Wise Society : Ong in Armenia: Family Care Foundation promuove sviluppo e turismo

Ong in Armenia: Family Care Foundation promuove sviluppo e turismo

di Michele Novaga
12 Giugno 2012

Antonio Montalto, medico e Console Onorario, racconta cosa sta facendo l'organizzazione di cui è presidente per aprire al mondo il Paese caucasico

«Ci siamo presi con l’Armenia, ci siamo davvero presi. Un rapporto profondo che guarda alla realtà non del paese delle meraviglie. Ma un rapporto vero di cui vado fiero e di cui non finisco di ringraziare l’Armenia per avermi dato la possibilità di vivere gran parte della mia vita qui in un ambiente tanto stimolante».

Progetti di emergenza e cooperazione

 

Risponde così Antonio Montalto, medico e presidente della Fondazione Family Care (www.familycarearmenia.com), organizzazione che promuove la valorizzazione della cultura locale e la promozione del turismo, alla domanda sui suoi 23 anni di vita passati a portare avanti progetti di emergenza e cooperazione in questa terra.

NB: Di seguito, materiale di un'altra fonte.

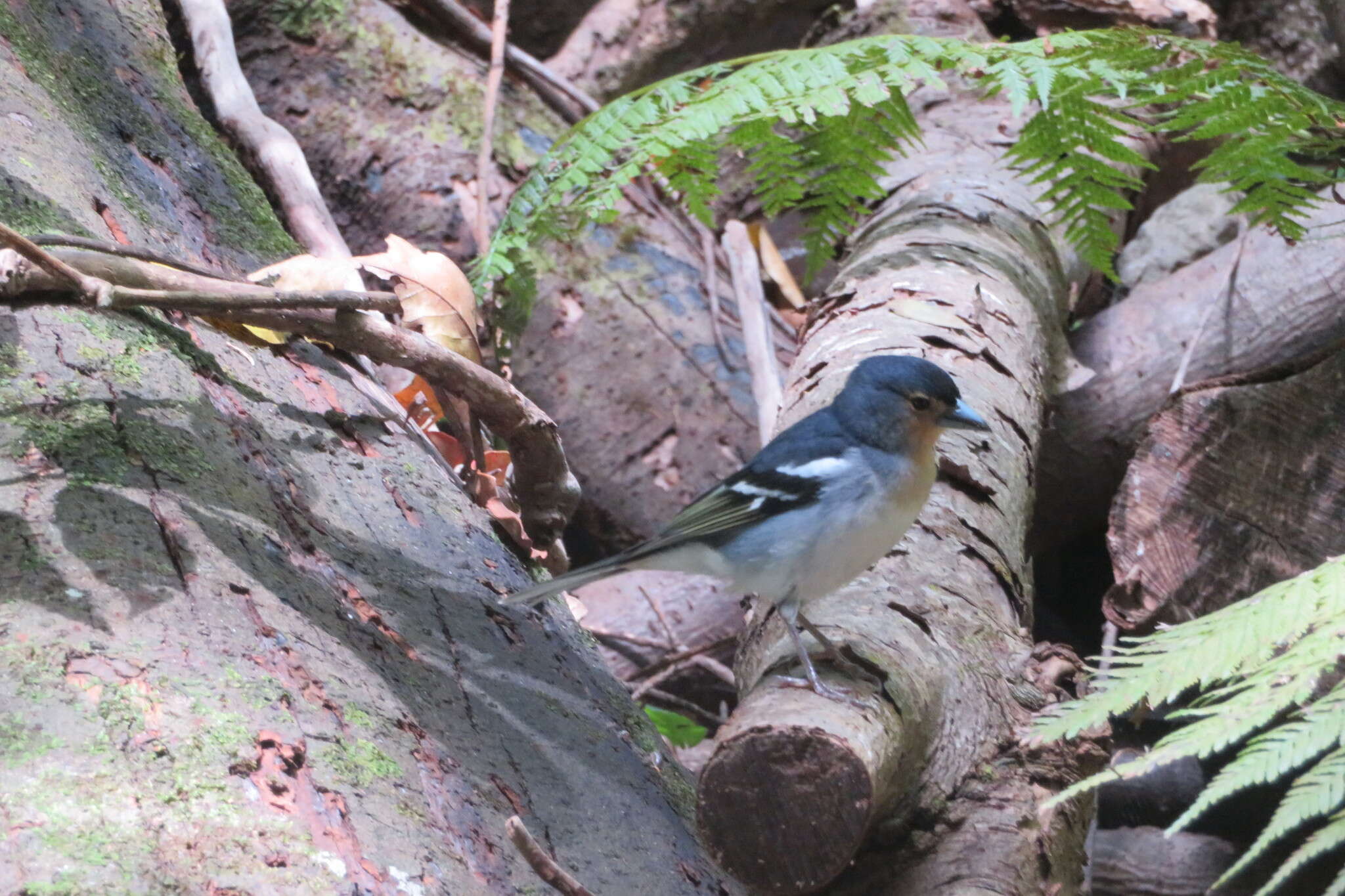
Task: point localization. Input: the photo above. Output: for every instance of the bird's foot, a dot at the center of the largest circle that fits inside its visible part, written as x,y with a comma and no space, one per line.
824,691
856,671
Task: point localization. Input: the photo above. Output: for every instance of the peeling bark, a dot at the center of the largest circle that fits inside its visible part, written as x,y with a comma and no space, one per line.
248,634
627,300
622,45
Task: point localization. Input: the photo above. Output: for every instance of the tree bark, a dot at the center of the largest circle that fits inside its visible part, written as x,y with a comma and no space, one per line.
957,265
248,630
1145,861
631,299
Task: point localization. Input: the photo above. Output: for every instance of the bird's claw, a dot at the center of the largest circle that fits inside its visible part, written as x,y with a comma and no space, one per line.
824,691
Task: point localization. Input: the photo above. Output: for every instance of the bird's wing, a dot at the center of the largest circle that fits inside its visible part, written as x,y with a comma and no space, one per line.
787,475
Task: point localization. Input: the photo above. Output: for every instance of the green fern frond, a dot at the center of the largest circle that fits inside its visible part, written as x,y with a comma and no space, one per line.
1264,671
818,124
1319,792
1275,754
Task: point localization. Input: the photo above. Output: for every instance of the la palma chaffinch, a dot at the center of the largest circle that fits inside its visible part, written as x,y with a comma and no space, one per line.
818,505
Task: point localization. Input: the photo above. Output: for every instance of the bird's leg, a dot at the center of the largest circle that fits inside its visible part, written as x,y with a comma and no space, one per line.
841,661
817,684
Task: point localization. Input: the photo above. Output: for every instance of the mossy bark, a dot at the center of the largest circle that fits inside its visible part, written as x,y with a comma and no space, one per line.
248,630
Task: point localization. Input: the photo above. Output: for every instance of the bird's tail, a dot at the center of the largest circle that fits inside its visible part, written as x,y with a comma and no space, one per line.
575,580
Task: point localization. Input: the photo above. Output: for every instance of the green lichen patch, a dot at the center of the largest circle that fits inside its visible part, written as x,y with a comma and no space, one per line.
357,717
121,121
359,763
147,797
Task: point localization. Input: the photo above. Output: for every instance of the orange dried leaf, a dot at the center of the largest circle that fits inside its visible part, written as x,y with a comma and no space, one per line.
435,295
496,464
246,333
417,398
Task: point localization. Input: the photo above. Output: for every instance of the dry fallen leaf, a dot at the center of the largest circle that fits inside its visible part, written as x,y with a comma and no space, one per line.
774,267
433,292
509,519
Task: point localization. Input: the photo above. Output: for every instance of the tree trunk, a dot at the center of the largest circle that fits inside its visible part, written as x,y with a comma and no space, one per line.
1251,304
248,634
957,265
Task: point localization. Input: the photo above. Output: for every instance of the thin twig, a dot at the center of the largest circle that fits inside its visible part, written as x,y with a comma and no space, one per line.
275,150
651,683
761,351
499,27
208,303
621,636
88,286
558,93
544,865
715,668
712,293
229,295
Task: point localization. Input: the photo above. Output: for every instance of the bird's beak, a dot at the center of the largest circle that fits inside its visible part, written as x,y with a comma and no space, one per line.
961,417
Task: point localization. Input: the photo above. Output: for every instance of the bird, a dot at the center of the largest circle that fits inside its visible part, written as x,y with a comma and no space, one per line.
820,504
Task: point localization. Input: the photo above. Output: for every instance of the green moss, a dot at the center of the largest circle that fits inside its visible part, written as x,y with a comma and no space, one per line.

Arrivato in Armenia all’indomani del tremendo terremoto che colpì duramente il paese caucasico nel 1988, da allora non se ne è più andato.

Dapprima ha svolto progetti di emergenza nelle zone colpite dal terremoto ricostruendo ospedali. Poi per cinque anni ha lavorato in Nagorno Karaback all’indomani del conflitto che vide per lungo tempo, agli inizi degli anni ’90, armeni e azeri affrontarsi in una guerra che lasciò sul campo decine di migliaia di soldati e di civili. E tanta distruzione.

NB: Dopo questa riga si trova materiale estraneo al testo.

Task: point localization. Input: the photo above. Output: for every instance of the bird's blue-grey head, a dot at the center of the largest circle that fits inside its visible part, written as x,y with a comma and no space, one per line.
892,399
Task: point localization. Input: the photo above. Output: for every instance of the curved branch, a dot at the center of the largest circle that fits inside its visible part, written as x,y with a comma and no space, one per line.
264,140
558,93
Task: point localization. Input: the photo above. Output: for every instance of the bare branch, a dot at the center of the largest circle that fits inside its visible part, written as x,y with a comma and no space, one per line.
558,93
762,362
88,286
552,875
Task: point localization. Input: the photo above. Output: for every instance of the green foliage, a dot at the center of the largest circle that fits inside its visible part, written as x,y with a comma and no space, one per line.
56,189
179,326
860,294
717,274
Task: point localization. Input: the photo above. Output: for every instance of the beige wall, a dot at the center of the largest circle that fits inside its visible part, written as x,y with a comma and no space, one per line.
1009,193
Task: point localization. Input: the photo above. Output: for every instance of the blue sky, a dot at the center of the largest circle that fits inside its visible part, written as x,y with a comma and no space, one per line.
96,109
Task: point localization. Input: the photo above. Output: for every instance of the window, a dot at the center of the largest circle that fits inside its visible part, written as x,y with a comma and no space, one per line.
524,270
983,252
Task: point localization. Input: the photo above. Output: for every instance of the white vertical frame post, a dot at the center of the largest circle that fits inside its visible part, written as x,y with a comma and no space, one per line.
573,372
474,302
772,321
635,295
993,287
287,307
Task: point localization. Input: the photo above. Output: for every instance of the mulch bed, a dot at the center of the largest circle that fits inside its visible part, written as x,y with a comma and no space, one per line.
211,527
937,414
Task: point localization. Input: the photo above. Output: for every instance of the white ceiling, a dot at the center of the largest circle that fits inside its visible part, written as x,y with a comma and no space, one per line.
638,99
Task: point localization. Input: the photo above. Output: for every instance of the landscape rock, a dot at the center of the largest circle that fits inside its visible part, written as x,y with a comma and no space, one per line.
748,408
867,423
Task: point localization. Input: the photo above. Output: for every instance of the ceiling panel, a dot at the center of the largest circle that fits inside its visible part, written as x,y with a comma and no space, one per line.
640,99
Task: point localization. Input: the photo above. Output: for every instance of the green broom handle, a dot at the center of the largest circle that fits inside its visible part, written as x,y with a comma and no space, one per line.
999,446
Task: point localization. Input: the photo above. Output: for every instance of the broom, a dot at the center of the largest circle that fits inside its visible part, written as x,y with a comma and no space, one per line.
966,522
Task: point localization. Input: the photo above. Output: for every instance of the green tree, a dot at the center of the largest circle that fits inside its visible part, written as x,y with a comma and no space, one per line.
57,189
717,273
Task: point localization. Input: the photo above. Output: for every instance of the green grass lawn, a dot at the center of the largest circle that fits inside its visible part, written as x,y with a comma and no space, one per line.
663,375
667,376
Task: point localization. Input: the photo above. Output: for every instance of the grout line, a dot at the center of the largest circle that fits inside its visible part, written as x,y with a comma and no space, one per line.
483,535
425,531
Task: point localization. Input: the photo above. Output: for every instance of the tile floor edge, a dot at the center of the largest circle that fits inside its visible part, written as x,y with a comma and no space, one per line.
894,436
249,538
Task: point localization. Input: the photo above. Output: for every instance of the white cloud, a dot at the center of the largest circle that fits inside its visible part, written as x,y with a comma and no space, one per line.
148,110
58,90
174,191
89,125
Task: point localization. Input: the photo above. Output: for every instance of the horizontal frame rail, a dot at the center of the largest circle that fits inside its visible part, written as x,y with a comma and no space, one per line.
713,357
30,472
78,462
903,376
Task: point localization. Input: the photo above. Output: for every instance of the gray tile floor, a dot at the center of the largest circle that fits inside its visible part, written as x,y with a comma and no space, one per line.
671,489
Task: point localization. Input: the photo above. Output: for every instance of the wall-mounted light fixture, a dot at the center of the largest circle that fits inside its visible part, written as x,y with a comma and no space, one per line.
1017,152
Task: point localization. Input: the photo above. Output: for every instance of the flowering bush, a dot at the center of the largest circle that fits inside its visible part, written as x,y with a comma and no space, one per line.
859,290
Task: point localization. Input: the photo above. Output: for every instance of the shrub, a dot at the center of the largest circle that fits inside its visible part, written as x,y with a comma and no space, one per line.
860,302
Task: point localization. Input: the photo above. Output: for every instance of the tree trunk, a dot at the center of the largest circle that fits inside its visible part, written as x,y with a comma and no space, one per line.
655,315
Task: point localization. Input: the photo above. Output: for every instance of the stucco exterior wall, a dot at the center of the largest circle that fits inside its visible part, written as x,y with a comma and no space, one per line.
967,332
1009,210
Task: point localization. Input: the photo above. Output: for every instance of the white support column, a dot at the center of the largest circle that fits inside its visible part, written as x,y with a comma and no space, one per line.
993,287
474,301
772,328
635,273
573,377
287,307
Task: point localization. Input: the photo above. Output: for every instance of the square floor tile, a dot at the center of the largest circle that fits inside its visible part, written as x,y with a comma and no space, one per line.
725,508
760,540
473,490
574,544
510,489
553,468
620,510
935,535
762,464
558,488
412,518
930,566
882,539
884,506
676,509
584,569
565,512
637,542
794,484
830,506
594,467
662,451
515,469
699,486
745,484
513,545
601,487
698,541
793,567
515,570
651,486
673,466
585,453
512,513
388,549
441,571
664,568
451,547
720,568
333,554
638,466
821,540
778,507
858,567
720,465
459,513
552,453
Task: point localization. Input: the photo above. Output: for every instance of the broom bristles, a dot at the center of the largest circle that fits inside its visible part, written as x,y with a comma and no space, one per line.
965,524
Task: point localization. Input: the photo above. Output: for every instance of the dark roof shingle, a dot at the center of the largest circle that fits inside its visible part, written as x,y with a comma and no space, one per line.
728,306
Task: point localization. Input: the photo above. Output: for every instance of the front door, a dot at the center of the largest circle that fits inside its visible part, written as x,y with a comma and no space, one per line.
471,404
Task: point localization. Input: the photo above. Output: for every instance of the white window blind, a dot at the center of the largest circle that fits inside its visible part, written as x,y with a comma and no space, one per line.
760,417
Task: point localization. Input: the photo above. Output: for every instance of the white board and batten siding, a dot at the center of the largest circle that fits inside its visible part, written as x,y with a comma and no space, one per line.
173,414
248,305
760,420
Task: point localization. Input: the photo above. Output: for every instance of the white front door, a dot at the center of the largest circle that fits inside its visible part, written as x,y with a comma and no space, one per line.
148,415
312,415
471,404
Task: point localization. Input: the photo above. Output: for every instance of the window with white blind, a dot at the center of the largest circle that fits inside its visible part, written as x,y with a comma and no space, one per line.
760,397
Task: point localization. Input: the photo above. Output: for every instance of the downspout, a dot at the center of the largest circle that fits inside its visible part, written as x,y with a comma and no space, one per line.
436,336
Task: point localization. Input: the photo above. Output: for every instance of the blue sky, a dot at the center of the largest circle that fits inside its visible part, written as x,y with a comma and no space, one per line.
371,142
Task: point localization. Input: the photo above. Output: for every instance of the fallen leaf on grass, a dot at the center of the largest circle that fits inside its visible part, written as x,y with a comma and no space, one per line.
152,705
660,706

«Quello degli aiuti umanitari è un mestiere strano, un lavoro in cui ci vuole una grande valenza ideale sennò diventa una cosa quasi sterile e anzi addirittura dannosa. Ecco perché abbiamo deciso di interromperci dando vita ad una fondazione (la Family Care) per continuare un discorso di formazione e muovendoci nel settore del turismo relazionale integrato. Abbiamo creato due ostelli a Yerevan e con i proventi, oltre a pagare il personale, stiamo restaurando altri edifici a Gjumri, la seconda città dell’Armenia che ha un centro storico molto importante».

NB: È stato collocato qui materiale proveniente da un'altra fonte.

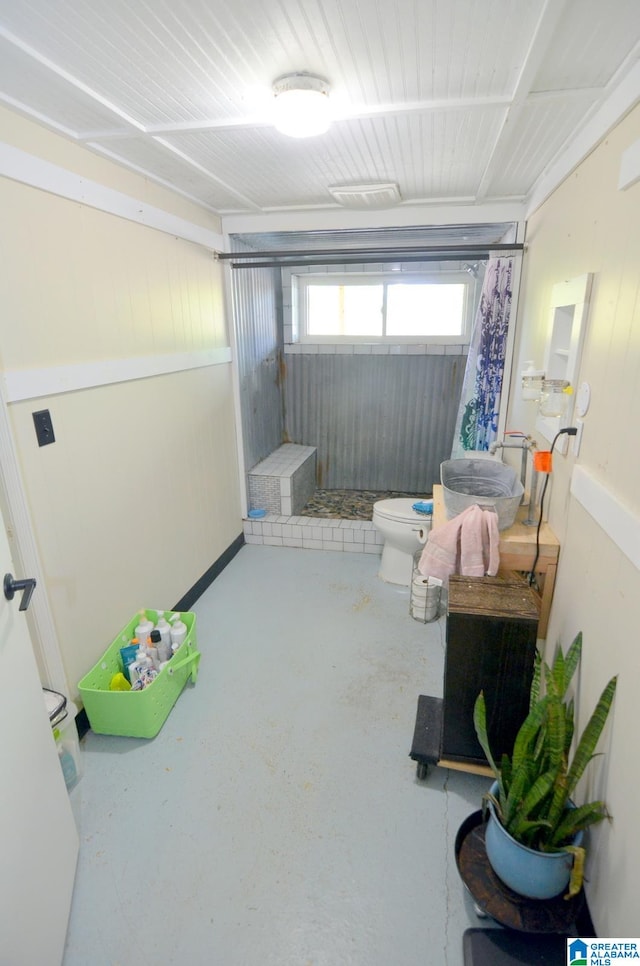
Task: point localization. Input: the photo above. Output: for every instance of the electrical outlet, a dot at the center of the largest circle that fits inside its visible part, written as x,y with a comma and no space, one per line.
577,439
44,427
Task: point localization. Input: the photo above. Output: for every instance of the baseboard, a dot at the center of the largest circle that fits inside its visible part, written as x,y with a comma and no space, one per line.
198,589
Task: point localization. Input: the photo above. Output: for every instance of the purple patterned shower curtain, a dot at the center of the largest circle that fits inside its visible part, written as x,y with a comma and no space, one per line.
477,422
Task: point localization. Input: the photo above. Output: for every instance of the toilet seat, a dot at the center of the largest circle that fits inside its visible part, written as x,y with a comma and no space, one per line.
400,510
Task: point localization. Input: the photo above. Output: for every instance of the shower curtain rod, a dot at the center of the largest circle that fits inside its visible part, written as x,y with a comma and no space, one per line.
362,260
383,255
454,251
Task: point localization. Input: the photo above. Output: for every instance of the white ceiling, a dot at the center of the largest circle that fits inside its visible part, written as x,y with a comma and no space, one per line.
458,102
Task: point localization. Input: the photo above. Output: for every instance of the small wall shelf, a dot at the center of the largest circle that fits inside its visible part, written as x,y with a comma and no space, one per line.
565,337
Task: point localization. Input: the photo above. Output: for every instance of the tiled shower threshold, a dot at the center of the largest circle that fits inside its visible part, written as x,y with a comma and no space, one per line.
314,533
344,524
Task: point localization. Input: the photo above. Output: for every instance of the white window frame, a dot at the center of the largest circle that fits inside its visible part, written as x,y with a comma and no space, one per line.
303,280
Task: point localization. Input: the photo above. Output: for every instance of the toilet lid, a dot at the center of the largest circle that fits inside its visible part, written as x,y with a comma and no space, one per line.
400,509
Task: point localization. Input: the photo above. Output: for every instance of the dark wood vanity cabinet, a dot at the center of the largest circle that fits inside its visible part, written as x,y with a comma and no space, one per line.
492,625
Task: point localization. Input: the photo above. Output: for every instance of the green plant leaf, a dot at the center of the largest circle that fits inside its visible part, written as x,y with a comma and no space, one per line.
577,870
534,693
590,735
539,790
521,781
572,659
480,723
573,820
556,675
528,732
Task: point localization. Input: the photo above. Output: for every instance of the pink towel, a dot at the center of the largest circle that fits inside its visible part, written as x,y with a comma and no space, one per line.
467,545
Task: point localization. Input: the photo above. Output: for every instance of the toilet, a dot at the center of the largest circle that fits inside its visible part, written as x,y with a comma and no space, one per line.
404,530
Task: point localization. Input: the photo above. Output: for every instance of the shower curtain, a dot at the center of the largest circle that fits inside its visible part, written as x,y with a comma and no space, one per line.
477,421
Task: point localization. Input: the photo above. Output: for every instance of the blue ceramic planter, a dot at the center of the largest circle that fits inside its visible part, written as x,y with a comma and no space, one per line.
536,875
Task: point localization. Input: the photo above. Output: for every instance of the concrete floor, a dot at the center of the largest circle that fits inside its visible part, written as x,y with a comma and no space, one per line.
276,820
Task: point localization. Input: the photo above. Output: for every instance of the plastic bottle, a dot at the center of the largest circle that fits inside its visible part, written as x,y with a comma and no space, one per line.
143,629
142,663
165,632
163,647
67,760
178,631
153,648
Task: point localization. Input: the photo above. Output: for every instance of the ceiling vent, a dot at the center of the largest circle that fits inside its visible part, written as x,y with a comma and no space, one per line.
366,195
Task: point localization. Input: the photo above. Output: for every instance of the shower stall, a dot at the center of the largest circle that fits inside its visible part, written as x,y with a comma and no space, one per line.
381,417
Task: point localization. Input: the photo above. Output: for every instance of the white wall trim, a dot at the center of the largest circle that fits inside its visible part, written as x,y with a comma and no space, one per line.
620,522
20,384
16,518
629,166
623,98
336,218
38,173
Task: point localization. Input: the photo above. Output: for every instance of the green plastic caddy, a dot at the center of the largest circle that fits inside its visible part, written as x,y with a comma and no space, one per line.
138,714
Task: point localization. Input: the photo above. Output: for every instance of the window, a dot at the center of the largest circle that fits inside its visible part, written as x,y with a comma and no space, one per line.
384,308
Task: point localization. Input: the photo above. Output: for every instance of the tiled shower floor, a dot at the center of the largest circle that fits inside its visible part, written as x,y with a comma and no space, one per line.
331,520
349,504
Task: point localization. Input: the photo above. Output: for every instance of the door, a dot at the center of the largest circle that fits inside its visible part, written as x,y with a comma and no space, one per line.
38,836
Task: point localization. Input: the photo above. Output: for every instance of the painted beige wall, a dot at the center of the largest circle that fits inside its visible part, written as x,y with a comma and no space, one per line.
588,225
139,495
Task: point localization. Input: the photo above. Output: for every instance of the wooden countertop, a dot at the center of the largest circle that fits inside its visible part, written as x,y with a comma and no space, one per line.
518,540
518,551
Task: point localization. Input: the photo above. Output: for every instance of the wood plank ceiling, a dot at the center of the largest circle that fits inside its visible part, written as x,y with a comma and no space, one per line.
457,102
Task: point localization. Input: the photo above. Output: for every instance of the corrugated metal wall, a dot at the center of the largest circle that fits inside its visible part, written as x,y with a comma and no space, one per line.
257,314
378,421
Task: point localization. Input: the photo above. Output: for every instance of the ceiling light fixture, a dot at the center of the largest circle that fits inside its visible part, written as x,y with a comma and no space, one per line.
301,105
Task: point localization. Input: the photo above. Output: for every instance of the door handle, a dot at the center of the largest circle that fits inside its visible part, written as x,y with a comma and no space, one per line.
12,586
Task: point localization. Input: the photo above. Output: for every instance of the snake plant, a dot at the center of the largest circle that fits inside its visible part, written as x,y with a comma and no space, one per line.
535,783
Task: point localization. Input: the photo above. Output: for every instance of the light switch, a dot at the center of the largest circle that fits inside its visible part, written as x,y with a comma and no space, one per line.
577,439
44,427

Gjumri città aperta e luogo di frontiera

 

Uno di questi edifici della fine dell’800, testimonianza dello stile Belle Epoque russo, è stato inaugurato l’8 giugno nell’ambito di una tre giorni che alla Family Care hanno ribattezzato “Gjumri città aperta”. «Sì perché in quei giorni abbiamo ricevuto una delegazione di 30 intellettuali e artisti turchi di Kars e Istanbul per cercare di creare le basi per un rapporto più leggero tra Turchia e Armenia».

Un rapporto interrotto a seguito del genocidio armeno perpetrato dai Turchi nel 1915, ostacolo insormontabile ancor oggi per uno sviluppo normale delle relazioni politico-diplomatiche tra i due paesi. «Un ponte per la pace con l’ambizione di riunire due popoli che storicamente sono vicini dal punto di vista artistico allo scopo di creare un distretto turistico tra Turchia e Armenia che può rappresentare uno sviluppo economico per entrambi», continua Montalto. «Cose da fare sulla base di una collaborazione umana che noi vorremmo cominciare proprio qui, a Gjumri, da sempre luogo di frontiera. Una città d’incontro, una città aperta».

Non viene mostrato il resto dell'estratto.